The term “bone development” as used herein, refers to the continuous process where old bone is replaced by new bone by maintaining bone homeostasis with a balance between bone formation (via osteoblast activity) and bone resorption (via osteoclast activity). Osteoblasts are specialized cells derived from mesenchymal cells that synthesize bone matrix. Osteoclasts are cells that degrade bone to contribute to bone remodeling.

The term “bone formation” as used herein, unless otherwise specified, refers to the portion of bone development where osteoblast activity is stimulated. Osteoblasts add bone matrix to external bone surfaces through the deposition of organic matrix and its mineralization. Bone formation may refer to both longitudinal bone growth as well as appositional bone growth. Most bone formation, in the normal course of growing mammals, occurs during childhood and adolescence.
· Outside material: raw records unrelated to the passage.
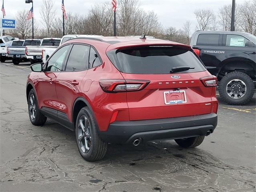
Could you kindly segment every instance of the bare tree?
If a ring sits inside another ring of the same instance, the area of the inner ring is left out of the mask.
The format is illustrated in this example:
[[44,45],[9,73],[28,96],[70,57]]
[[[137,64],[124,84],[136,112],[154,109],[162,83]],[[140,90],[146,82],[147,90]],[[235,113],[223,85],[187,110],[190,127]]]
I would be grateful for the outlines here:
[[246,32],[256,35],[256,0],[246,1],[241,6],[241,13],[240,27]]
[[215,20],[214,14],[210,9],[198,9],[194,12],[198,25],[198,30],[208,30],[212,27]]
[[189,44],[189,42],[190,40],[191,27],[191,22],[190,21],[187,21],[186,23],[183,24],[183,29],[184,30],[185,35],[188,40],[187,43],[188,44]]
[[[218,23],[222,30],[230,31],[231,26],[231,4],[225,5],[221,7],[219,10]],[[240,30],[240,24],[241,23],[241,7],[240,5],[236,4],[235,11],[235,29]]]
[[26,10],[19,11],[16,14],[16,29],[12,33],[16,34],[21,39],[29,38],[32,33],[32,20],[26,19],[28,12]]
[[56,10],[54,9],[54,1],[52,0],[43,0],[41,7],[40,14],[42,17],[41,22],[44,27],[45,30],[41,32],[48,36],[51,35],[51,30],[55,18]]

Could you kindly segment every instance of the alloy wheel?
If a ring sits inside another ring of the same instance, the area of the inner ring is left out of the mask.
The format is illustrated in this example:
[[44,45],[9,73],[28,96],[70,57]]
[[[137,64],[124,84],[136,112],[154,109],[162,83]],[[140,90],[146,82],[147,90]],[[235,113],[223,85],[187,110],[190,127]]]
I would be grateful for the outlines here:
[[36,118],[36,100],[35,96],[33,94],[31,94],[29,97],[29,115],[32,120],[34,120]]
[[84,153],[87,153],[91,147],[91,126],[88,118],[82,115],[79,119],[77,132],[79,146]]
[[234,99],[240,98],[245,95],[246,86],[243,81],[234,79],[227,84],[226,91],[230,97]]

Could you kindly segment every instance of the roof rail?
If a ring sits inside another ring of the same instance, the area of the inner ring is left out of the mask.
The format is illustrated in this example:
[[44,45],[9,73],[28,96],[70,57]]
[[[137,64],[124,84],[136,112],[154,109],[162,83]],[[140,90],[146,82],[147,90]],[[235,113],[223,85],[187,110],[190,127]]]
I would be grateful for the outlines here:
[[70,41],[70,40],[73,40],[74,39],[88,39],[88,40],[94,40],[95,41],[101,41],[101,42],[104,41],[102,39],[100,39],[98,38],[94,38],[92,37],[77,37],[75,38],[73,38],[72,39],[69,39],[68,40],[65,41],[65,42],[67,42],[67,41]]

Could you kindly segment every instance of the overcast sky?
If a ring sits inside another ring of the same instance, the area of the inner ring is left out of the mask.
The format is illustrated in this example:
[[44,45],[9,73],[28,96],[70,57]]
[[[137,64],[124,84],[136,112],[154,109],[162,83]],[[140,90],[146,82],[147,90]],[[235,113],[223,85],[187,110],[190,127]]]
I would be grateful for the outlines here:
[[[52,0],[57,10],[57,14],[62,16],[61,9],[62,0]],[[182,28],[183,24],[190,20],[192,29],[196,25],[194,12],[196,9],[210,8],[217,14],[220,7],[232,3],[232,0],[138,0],[140,6],[146,10],[153,10],[158,15],[159,21],[164,27],[172,26],[177,29]],[[252,1],[252,0],[247,0]],[[246,0],[236,0],[238,4],[242,4]],[[34,16],[38,21],[40,19],[40,8],[42,0],[34,0]],[[86,14],[95,3],[109,2],[111,0],[64,0],[67,12]],[[0,0],[0,4],[2,4]],[[4,0],[6,18],[12,18],[19,10],[28,11],[31,4],[26,4],[25,0]],[[39,22],[37,22],[38,24]]]

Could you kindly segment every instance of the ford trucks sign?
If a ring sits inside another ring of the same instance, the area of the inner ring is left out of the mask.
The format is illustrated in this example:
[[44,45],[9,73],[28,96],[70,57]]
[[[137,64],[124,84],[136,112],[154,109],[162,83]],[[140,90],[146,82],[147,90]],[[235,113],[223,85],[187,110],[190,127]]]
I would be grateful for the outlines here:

However, bone formation continues to facilitate bone repair, for example, of a fracture, throughout life due to the same actions of osteoblasts. As such, the term bone formation may also include bone repair.

The term “bone resorption” as used herein, unless otherwise specified, refers to the portion of bone development where osteoclast activity is stimulated. Osteoclasts remove bone from the internal surfaces of the diaphysis of long bones by breaking down bone matrix through phagocytosis.